My wife has an outsized lemon curd habit. Her recipe doubles the amount of lemon matter (juice and zest) that you find in "High Tea" friendly versions. If you want to —eh hem— take it up a notch, try these amounts:

• 3 Eggs
• 6 Oz. of butter
• 1/2 a cup of sugar
• A Pint Glass of lemon juice

Given that curd is essentially egg, butter, and sugar, and that a batch yields several jars worth of the stuff, we wind up gifting a fair amount of it to friends. As food gifts go, it is a relatively safe bet and keeps in the fridge for weeks.

We gave a few jars to people whose stands we frequent at the Farmer's Market two weeks back; when they asked how they should eat it, A. replied,"With a spoon." Doug Stonebreaker of Prather Ranch reported back that he ate his over vanilla gelato.

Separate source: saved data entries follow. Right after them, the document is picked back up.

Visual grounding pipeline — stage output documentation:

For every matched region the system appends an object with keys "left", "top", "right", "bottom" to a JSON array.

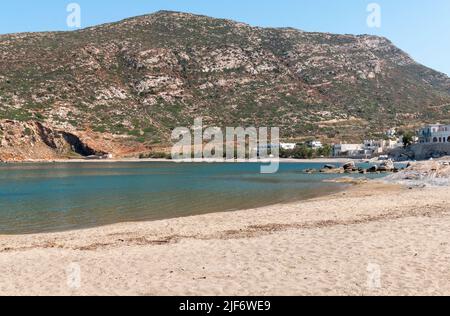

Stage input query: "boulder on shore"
[
  {"left": 379, "top": 160, "right": 395, "bottom": 172},
  {"left": 319, "top": 167, "right": 344, "bottom": 174}
]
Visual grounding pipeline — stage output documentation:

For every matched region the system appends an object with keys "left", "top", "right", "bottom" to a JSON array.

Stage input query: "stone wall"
[
  {"left": 388, "top": 143, "right": 450, "bottom": 161},
  {"left": 411, "top": 143, "right": 450, "bottom": 160}
]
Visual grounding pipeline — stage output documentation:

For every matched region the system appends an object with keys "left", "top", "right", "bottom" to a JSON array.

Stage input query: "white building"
[
  {"left": 364, "top": 140, "right": 384, "bottom": 155},
  {"left": 385, "top": 128, "right": 397, "bottom": 138},
  {"left": 307, "top": 140, "right": 323, "bottom": 149},
  {"left": 418, "top": 124, "right": 450, "bottom": 144},
  {"left": 333, "top": 144, "right": 364, "bottom": 157},
  {"left": 385, "top": 138, "right": 404, "bottom": 149},
  {"left": 280, "top": 143, "right": 297, "bottom": 150},
  {"left": 364, "top": 139, "right": 402, "bottom": 153},
  {"left": 333, "top": 139, "right": 402, "bottom": 158}
]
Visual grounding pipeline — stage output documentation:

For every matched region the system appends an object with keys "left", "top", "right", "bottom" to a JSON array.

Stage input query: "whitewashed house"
[
  {"left": 363, "top": 140, "right": 384, "bottom": 155},
  {"left": 418, "top": 124, "right": 450, "bottom": 144},
  {"left": 333, "top": 144, "right": 364, "bottom": 157},
  {"left": 280, "top": 143, "right": 297, "bottom": 150},
  {"left": 385, "top": 128, "right": 398, "bottom": 138},
  {"left": 306, "top": 140, "right": 323, "bottom": 149}
]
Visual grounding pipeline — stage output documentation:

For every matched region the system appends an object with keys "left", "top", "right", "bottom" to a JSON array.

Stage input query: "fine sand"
[{"left": 1, "top": 181, "right": 450, "bottom": 296}]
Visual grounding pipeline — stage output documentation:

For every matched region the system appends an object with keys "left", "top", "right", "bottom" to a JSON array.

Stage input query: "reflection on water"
[{"left": 0, "top": 162, "right": 378, "bottom": 235}]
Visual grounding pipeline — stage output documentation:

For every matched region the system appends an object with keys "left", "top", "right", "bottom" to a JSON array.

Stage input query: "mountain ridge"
[{"left": 0, "top": 10, "right": 449, "bottom": 160}]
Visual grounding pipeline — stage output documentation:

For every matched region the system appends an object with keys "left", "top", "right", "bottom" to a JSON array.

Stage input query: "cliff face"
[
  {"left": 0, "top": 121, "right": 147, "bottom": 161},
  {"left": 0, "top": 121, "right": 82, "bottom": 161},
  {"left": 1, "top": 11, "right": 450, "bottom": 160}
]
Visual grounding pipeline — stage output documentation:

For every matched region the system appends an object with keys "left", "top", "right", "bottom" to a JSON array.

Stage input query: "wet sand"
[{"left": 1, "top": 180, "right": 449, "bottom": 296}]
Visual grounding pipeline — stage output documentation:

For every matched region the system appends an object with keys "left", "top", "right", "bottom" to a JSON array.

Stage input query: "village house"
[
  {"left": 333, "top": 143, "right": 364, "bottom": 158},
  {"left": 306, "top": 140, "right": 323, "bottom": 149},
  {"left": 258, "top": 143, "right": 296, "bottom": 151},
  {"left": 385, "top": 128, "right": 397, "bottom": 138},
  {"left": 364, "top": 140, "right": 384, "bottom": 155},
  {"left": 333, "top": 138, "right": 403, "bottom": 158},
  {"left": 418, "top": 124, "right": 450, "bottom": 144},
  {"left": 280, "top": 143, "right": 297, "bottom": 150}
]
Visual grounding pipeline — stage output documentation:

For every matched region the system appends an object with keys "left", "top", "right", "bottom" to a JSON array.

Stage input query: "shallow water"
[{"left": 0, "top": 162, "right": 379, "bottom": 235}]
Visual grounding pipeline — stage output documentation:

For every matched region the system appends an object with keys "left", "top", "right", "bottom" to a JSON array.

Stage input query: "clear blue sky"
[{"left": 0, "top": 0, "right": 449, "bottom": 75}]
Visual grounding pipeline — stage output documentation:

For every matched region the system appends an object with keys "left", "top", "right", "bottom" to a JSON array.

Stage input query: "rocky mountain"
[{"left": 1, "top": 10, "right": 449, "bottom": 160}]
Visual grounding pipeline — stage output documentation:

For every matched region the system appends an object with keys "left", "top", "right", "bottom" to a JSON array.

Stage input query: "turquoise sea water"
[{"left": 0, "top": 162, "right": 379, "bottom": 235}]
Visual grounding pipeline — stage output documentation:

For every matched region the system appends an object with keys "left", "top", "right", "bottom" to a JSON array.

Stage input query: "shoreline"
[
  {"left": 0, "top": 182, "right": 351, "bottom": 237},
  {"left": 0, "top": 157, "right": 368, "bottom": 164},
  {"left": 0, "top": 180, "right": 352, "bottom": 236},
  {"left": 0, "top": 158, "right": 393, "bottom": 236},
  {"left": 1, "top": 179, "right": 450, "bottom": 295}
]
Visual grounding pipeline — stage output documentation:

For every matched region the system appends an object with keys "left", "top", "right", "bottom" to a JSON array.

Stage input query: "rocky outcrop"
[
  {"left": 0, "top": 120, "right": 106, "bottom": 161},
  {"left": 307, "top": 162, "right": 400, "bottom": 175},
  {"left": 386, "top": 160, "right": 450, "bottom": 187},
  {"left": 378, "top": 160, "right": 395, "bottom": 172},
  {"left": 343, "top": 161, "right": 357, "bottom": 172},
  {"left": 319, "top": 166, "right": 345, "bottom": 174},
  {"left": 60, "top": 132, "right": 101, "bottom": 157},
  {"left": 390, "top": 143, "right": 450, "bottom": 161}
]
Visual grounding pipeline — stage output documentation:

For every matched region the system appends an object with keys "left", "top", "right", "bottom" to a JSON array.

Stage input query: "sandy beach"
[
  {"left": 1, "top": 176, "right": 450, "bottom": 296},
  {"left": 1, "top": 0, "right": 449, "bottom": 298}
]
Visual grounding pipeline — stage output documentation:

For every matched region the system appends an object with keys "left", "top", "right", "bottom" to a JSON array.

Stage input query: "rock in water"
[
  {"left": 368, "top": 166, "right": 378, "bottom": 173},
  {"left": 343, "top": 162, "right": 356, "bottom": 170}
]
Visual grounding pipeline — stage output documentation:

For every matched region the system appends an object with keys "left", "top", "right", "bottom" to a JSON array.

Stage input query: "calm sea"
[{"left": 0, "top": 162, "right": 379, "bottom": 235}]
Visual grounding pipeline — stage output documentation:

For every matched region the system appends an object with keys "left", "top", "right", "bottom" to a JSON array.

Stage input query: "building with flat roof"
[
  {"left": 418, "top": 124, "right": 450, "bottom": 144},
  {"left": 306, "top": 140, "right": 323, "bottom": 149},
  {"left": 280, "top": 143, "right": 297, "bottom": 150},
  {"left": 333, "top": 144, "right": 364, "bottom": 158}
]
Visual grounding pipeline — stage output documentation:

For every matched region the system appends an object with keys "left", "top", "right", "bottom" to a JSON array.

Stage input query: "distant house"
[
  {"left": 364, "top": 140, "right": 384, "bottom": 155},
  {"left": 363, "top": 139, "right": 403, "bottom": 154},
  {"left": 418, "top": 124, "right": 450, "bottom": 144},
  {"left": 306, "top": 140, "right": 323, "bottom": 149},
  {"left": 333, "top": 144, "right": 364, "bottom": 158},
  {"left": 385, "top": 138, "right": 404, "bottom": 149},
  {"left": 280, "top": 143, "right": 297, "bottom": 150},
  {"left": 385, "top": 128, "right": 397, "bottom": 138},
  {"left": 258, "top": 143, "right": 296, "bottom": 152}
]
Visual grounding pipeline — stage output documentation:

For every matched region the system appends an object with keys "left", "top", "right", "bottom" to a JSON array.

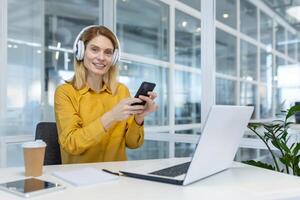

You can also try it on english muffins, between cookies, and as a tart filling.

Saturday, April 01, 2006

Salad: Potato, Cress, and Quail Egg

I've had a few requests lately to start including recipes in my posts. I'm disposed against them though. I tend to not use recipes, and any that I do use are bound to be the work of others. A lot of the food that you see here, to borrow an insult once directed at Alice Waters, has as much to do with shopping as it does cooking.

So it is with this dish, based on my memory of a similar salad served at Chez Panisse. The quail eggs and cress can be found at the Grand Lake Farmers' Market. I'm a big fan of the greens that County Line Harvest sells there, everything from white peacock kale to heirloom chicory varieties. Their water cress is peppery and tender, without being bitter.

I cooked these quail eggs for about 6 minutes, 4 minutes is probably best for a semi-soft boil. A Meyer Lemon vinaigrette, with plenty of dijon mustard, works well with the potato and stands up to the cress.